In a Globe and Mail story, Kirk Makin reports that the Ontario government settled a lawsuit for $63 million over a software project gone horribly wrong. The lawsuit was brought by EDS Canada Ltd and a number of other companies after the government decided to cancel the Integrated Justice Project (IJP), a project meant to move the province’s entire judicial system onto computers, because it had run over budget:
The death knell came in late 2002, when then-provincial-auditor Erik Peters said the original cost estimate of the project had ballooned to more than $350-million from $180-million. He said that even if the IJP were completed, the prospective savings would be no higher than $250-million.
When the project was cancelled it had burned through $200 million.

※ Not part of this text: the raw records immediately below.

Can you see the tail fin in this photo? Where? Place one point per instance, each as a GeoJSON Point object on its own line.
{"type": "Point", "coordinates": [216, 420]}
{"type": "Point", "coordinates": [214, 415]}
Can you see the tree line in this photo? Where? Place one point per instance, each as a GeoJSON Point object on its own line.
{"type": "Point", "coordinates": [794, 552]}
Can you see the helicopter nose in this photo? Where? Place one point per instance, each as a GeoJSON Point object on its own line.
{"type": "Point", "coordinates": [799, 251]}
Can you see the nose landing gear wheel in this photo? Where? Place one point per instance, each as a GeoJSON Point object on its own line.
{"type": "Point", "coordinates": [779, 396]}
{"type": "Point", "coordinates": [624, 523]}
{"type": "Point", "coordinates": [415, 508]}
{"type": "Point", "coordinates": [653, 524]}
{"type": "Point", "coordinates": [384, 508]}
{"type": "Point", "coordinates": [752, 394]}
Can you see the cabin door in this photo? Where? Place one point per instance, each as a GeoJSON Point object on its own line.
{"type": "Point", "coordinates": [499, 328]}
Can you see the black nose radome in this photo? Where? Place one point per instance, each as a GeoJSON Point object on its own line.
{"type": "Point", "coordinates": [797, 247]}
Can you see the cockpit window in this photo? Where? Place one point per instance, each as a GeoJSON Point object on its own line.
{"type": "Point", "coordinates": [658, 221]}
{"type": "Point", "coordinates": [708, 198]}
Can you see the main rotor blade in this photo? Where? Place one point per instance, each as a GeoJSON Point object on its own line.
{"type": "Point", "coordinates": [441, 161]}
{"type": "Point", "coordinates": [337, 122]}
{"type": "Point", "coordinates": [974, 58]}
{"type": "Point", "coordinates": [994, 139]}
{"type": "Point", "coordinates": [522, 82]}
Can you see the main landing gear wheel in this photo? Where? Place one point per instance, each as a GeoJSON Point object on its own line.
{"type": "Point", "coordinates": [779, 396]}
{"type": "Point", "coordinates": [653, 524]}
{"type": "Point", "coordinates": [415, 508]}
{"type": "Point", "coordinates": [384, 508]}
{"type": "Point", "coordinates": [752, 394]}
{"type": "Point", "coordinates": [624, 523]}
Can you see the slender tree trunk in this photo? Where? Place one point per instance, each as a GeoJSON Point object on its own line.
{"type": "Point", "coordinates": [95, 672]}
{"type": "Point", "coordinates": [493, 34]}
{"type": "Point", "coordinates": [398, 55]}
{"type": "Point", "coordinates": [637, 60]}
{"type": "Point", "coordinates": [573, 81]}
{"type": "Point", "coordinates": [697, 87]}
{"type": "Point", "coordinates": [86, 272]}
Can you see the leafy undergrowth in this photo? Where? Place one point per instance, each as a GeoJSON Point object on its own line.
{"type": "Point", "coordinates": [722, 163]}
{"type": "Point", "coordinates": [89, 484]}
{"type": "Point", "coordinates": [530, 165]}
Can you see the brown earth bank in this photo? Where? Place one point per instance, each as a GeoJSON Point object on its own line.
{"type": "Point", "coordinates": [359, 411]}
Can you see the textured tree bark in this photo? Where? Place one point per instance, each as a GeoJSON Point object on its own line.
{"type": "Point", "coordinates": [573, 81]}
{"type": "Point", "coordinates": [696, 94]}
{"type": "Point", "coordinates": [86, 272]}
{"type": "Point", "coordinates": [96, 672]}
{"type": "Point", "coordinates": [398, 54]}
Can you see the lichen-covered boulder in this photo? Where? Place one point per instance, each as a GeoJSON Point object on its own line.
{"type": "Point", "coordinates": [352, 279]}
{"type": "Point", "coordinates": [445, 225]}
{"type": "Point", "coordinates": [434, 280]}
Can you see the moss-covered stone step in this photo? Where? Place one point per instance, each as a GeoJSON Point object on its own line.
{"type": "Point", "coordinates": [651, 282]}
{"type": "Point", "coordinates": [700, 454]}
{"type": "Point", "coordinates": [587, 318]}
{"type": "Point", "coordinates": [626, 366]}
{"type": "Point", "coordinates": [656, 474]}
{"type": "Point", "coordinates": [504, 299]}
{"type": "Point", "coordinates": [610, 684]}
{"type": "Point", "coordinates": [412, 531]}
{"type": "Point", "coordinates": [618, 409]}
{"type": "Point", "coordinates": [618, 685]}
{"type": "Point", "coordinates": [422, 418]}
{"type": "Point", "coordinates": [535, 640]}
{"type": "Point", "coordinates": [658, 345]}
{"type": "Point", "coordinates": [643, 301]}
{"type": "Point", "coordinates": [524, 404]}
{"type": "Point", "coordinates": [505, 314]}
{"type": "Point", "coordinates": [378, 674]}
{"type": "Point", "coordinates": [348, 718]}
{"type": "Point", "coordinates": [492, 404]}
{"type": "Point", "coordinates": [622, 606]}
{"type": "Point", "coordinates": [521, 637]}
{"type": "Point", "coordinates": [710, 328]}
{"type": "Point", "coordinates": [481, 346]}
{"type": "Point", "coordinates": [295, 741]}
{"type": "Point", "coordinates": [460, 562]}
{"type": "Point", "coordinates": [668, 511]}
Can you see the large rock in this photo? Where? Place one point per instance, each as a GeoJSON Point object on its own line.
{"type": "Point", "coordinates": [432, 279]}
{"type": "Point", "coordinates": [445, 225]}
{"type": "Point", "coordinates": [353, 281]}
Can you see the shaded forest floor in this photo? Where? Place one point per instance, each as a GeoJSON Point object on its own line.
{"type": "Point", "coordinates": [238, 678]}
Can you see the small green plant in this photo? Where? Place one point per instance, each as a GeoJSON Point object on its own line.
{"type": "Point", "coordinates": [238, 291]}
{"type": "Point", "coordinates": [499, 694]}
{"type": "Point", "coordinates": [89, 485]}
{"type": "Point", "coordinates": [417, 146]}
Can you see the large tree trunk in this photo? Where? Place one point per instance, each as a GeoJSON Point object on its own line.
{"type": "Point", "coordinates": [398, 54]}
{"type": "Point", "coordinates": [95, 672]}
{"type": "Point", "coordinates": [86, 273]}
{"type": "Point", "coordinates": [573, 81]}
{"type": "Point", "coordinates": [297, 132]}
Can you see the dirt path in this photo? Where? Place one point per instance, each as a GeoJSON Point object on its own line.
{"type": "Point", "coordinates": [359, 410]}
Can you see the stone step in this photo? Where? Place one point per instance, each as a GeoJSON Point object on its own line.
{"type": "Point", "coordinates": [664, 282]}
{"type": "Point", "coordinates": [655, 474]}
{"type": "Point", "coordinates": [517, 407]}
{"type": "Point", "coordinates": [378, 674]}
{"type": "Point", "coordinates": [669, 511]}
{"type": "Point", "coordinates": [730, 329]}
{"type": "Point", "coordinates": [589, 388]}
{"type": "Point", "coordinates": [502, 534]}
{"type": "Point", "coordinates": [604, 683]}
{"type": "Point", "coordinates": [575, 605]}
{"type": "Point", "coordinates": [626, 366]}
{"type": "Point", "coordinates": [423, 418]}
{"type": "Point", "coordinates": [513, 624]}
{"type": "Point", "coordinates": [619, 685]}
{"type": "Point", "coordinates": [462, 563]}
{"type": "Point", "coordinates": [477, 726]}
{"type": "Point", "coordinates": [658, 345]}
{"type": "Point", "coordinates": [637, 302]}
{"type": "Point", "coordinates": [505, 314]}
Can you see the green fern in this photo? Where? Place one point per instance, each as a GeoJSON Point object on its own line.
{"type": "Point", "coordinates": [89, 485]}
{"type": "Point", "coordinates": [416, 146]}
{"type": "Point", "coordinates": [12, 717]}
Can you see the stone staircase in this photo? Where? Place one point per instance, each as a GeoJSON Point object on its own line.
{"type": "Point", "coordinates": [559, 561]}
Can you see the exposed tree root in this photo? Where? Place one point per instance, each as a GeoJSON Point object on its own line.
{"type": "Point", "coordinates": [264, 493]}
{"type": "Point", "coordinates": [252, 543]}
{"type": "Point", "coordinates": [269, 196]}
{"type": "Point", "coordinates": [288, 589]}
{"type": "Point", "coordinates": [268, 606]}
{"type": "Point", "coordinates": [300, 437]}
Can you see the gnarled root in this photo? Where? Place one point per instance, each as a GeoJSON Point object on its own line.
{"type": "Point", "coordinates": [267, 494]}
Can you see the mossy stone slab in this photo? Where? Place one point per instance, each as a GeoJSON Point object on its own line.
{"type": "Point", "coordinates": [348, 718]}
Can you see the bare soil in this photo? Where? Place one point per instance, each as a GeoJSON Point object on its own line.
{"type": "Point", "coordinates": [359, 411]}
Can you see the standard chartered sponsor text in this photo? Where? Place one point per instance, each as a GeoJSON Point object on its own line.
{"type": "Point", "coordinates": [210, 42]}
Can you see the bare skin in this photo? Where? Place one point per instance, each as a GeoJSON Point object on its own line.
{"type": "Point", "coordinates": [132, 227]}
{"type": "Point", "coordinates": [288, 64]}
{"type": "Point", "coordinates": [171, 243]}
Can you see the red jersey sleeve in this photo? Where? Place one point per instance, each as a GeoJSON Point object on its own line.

So why didn’t the government continue the project in the hope of recouping the $250 million it expected to save for the project? Derek Freeman, a Toronto lawyer with “inside knowledge of the IJP” provides a clue:
Mr. Freeman recalled that when the project began, the original private-sector partners got carried away and failed to convey how difficult it would be to translate their plans into a system-wide network.
It sounds to me like the private-sector partners failed to convey the difficulty because they were unaware of it themselves.
This is a classic problem in software. Estimates are often off by a factor of two or more because developers, when they first encounter a problem, haven’t acquainted themselves with its many intricacies.
The $350 million estimate to which the project ballooned was probably optimistic.